UNION, NJ — The township was to hold the first educational session of its new Bully-Free Zone Cyberbullying Program on March 1, with a documentary on the topic and presentations from local and state officials.
Mayor Suzette Cavadas unveiled the program during her reorganization address in January. The township is to bestow certifications to independently run social media forums after administrators complete the new program.
“The fact is that suicide rates among middle school students is on the rise because of bullying, social and academic pressures, and fear and uncertainty about the dangerous world we live in,” Cavadas said in a Feb. 20 statement. “It’s our job as parents to not only take a stand against bullying in all forms, but to also set an example with our own behaviors.”
In return for obtaining the certification, forum administrators will have a direct line of communication with township officials to answer questions and communicate with residents about their concerns.
The education session on understanding cyberbullying was set to include a screening of “Cyberbullies, a Killer Network,” and presentations by Dawn Correia, a special state investigator and an acting Union County detective. Jill Hall, a student assistance counselor in the local school district, was also slated to be on hand.
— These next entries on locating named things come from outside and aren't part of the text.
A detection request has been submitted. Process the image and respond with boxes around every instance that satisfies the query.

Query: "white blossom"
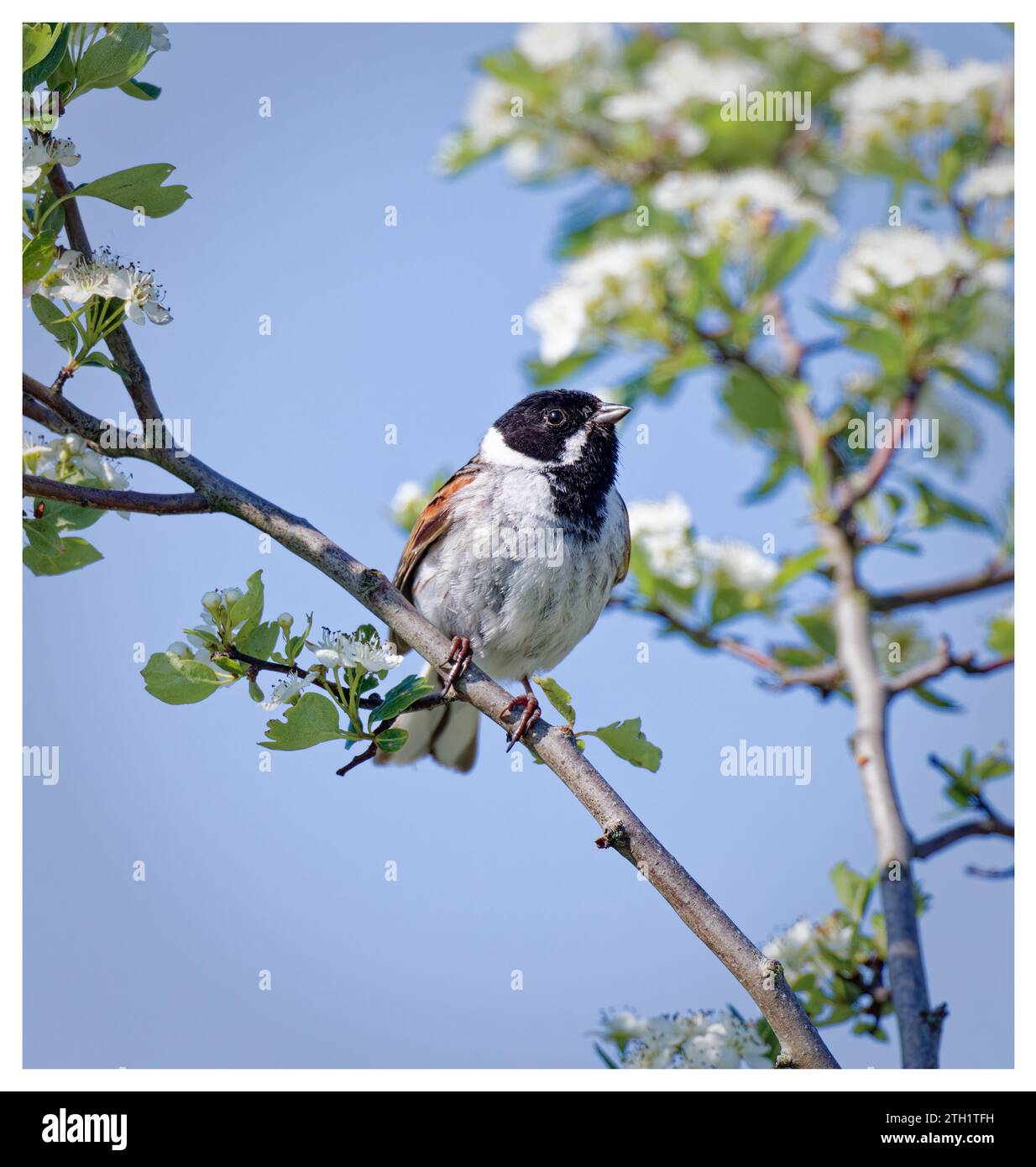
[602,1009,773,1070]
[832,227,1007,308]
[957,159,1014,207]
[740,22,878,72]
[527,238,676,364]
[694,536,779,592]
[832,54,1009,150]
[22,434,129,490]
[263,672,311,709]
[314,628,402,672]
[107,265,173,324]
[653,167,835,258]
[464,77,521,150]
[601,39,764,128]
[629,494,701,589]
[390,479,428,515]
[22,138,79,189]
[515,24,619,69]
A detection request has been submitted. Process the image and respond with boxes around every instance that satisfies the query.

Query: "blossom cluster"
[629,494,779,593]
[34,248,173,324]
[832,54,1010,153]
[22,434,129,490]
[527,236,677,364]
[655,167,836,259]
[22,138,81,191]
[599,1008,773,1070]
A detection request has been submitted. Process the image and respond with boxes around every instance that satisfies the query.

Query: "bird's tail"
[374,664,479,774]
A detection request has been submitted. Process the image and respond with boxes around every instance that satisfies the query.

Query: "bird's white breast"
[413,459,626,678]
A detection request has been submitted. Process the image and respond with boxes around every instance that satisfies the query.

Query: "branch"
[22,474,212,515]
[871,560,1014,611]
[886,636,1014,695]
[913,814,1014,859]
[48,165,162,421]
[213,644,456,714]
[838,374,928,518]
[787,398,940,1068]
[22,373,838,1069]
[608,595,842,697]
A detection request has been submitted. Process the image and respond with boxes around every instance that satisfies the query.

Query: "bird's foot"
[504,692,540,754]
[442,636,471,694]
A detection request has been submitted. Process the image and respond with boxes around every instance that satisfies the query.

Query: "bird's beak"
[594,401,631,426]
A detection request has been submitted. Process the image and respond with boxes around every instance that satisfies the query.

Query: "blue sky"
[24,24,1012,1066]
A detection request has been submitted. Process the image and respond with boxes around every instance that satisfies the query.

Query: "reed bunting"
[378,389,630,772]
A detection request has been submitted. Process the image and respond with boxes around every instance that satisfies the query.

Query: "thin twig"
[913,816,1014,859]
[22,474,212,515]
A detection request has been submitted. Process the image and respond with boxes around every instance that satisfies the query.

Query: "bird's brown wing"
[615,495,632,587]
[389,455,482,652]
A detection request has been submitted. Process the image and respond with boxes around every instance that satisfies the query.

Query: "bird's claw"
[442,636,471,693]
[504,693,540,754]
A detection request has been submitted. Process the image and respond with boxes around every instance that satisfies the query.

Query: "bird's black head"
[489,389,630,468]
[479,389,630,530]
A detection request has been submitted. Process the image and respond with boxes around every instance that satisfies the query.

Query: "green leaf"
[910,685,960,713]
[722,369,787,433]
[22,21,64,71]
[910,479,992,527]
[22,536,104,575]
[32,296,79,357]
[259,693,344,749]
[756,222,817,293]
[230,568,264,630]
[22,24,69,93]
[829,861,874,921]
[234,620,280,661]
[368,676,437,726]
[22,231,57,284]
[140,652,228,705]
[119,77,162,102]
[770,547,826,592]
[532,677,575,726]
[374,726,408,754]
[986,616,1014,656]
[33,499,104,531]
[76,162,191,218]
[794,611,838,657]
[22,515,60,556]
[581,718,662,774]
[72,24,150,97]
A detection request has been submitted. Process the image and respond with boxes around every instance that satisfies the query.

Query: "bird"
[377,389,630,772]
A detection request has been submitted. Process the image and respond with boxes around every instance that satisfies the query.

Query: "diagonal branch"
[838,374,928,518]
[27,378,838,1069]
[22,474,212,515]
[886,636,1014,695]
[913,816,1014,859]
[871,560,1014,611]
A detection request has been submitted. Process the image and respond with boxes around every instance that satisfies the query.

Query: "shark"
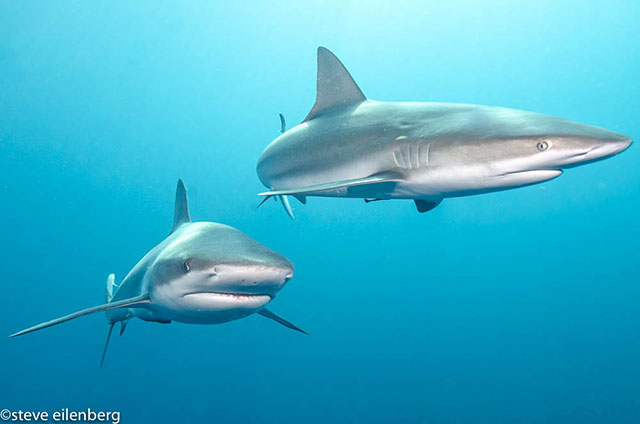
[9,180,307,367]
[257,47,632,218]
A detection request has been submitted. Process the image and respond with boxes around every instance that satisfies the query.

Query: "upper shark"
[257,47,631,218]
[10,180,304,365]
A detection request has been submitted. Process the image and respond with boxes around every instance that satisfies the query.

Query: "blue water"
[0,0,640,424]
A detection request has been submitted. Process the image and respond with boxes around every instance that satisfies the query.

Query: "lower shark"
[257,47,631,218]
[9,180,306,366]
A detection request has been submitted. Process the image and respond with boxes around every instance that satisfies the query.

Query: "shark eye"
[536,140,551,152]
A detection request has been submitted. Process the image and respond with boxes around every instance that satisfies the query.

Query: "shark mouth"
[182,291,272,302]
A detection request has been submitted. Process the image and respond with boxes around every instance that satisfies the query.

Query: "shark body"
[257,47,631,218]
[10,180,304,365]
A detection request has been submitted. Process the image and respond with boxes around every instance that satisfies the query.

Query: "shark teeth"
[182,291,271,300]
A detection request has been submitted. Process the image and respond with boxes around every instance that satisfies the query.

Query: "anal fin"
[100,322,116,368]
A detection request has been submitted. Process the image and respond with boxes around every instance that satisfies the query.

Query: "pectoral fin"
[258,172,402,196]
[414,199,442,213]
[258,308,309,335]
[9,294,151,337]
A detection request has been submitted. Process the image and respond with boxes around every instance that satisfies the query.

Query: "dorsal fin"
[171,179,191,233]
[303,47,367,122]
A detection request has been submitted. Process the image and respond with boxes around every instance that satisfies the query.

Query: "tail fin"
[9,293,151,337]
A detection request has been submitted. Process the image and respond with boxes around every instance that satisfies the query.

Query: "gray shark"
[257,47,631,218]
[10,180,306,366]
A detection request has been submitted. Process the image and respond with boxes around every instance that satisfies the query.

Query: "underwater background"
[0,0,640,424]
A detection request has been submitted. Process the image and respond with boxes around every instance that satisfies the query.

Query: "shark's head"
[498,117,632,170]
[146,222,293,324]
[429,106,632,194]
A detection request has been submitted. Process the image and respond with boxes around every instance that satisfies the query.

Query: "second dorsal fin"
[171,180,191,233]
[304,47,367,122]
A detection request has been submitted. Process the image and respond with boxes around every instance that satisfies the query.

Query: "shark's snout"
[209,264,293,298]
[585,134,632,159]
[563,131,632,168]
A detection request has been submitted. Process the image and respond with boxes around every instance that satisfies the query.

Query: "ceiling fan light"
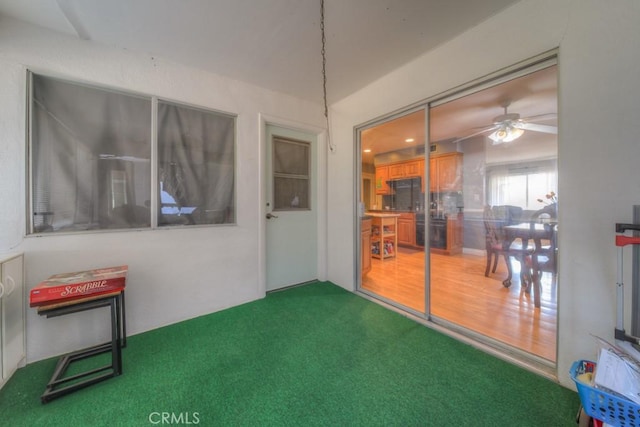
[489,126,524,144]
The educational session is the first part of the township’s program. After attending the session, a forum’s administrator will then have to go through the certification process. Township spokesperson Natalie Pineiro previously said that process would include adhering to a set of guidelines that prohibit harassment, taunting, exclusion or participating in insulting or hostile exchanges.
When first announced, the program was still in its development stages. Since then, Pineiro has created a Facebook account in order to distribute information to groups that have been certified.
“As part of the program, the township wants to connect with the residents and it was very difficult to do so from our standard township page,” Pineiro said in a Feb. 20 phone interview. “A lot of people don’t really engage in that page in the way that they do” in other forums.
She compared the creation of the new account to a “customer service mechanism.” For example, if a person posts a question about garbage collection times, the public information officer’s account could quickly answer it. To streamline this, Pineiro encouraged those in certified groups to tag her professional account, at facebook.com/natalie.pineiro.7587, in posts with township-related questions.
The township’s program sparked outcry from members of at least one Facebook group, The Union, NJ Residents Forum, which has more 13,000 members. One of this group’s administrators is Jason Krychiw, who recently made an unsuccessful bid as an independent for the Union Township Committee.
Krychiw was at first skeptical of the program, although open to the idea behind it. He questioned if the township would consider criticism of a township policy to be of a violation of the bullying policy. Krychiw told LocalSource on Feb. 21 that he would attend the educational session, but was still considering the certification portion.
“It’s kind of ‘wait and see,” he said, referring to obtaining the certification. “I just kind of want to see the specifics just because the bullet points have changed. Right now they’re just kind of generic.”
The free March 1 kick-off event was designed to be open to all residents and their families and is the first of quarterly panels planned to be held year-round for those interested in obtaining the township certification.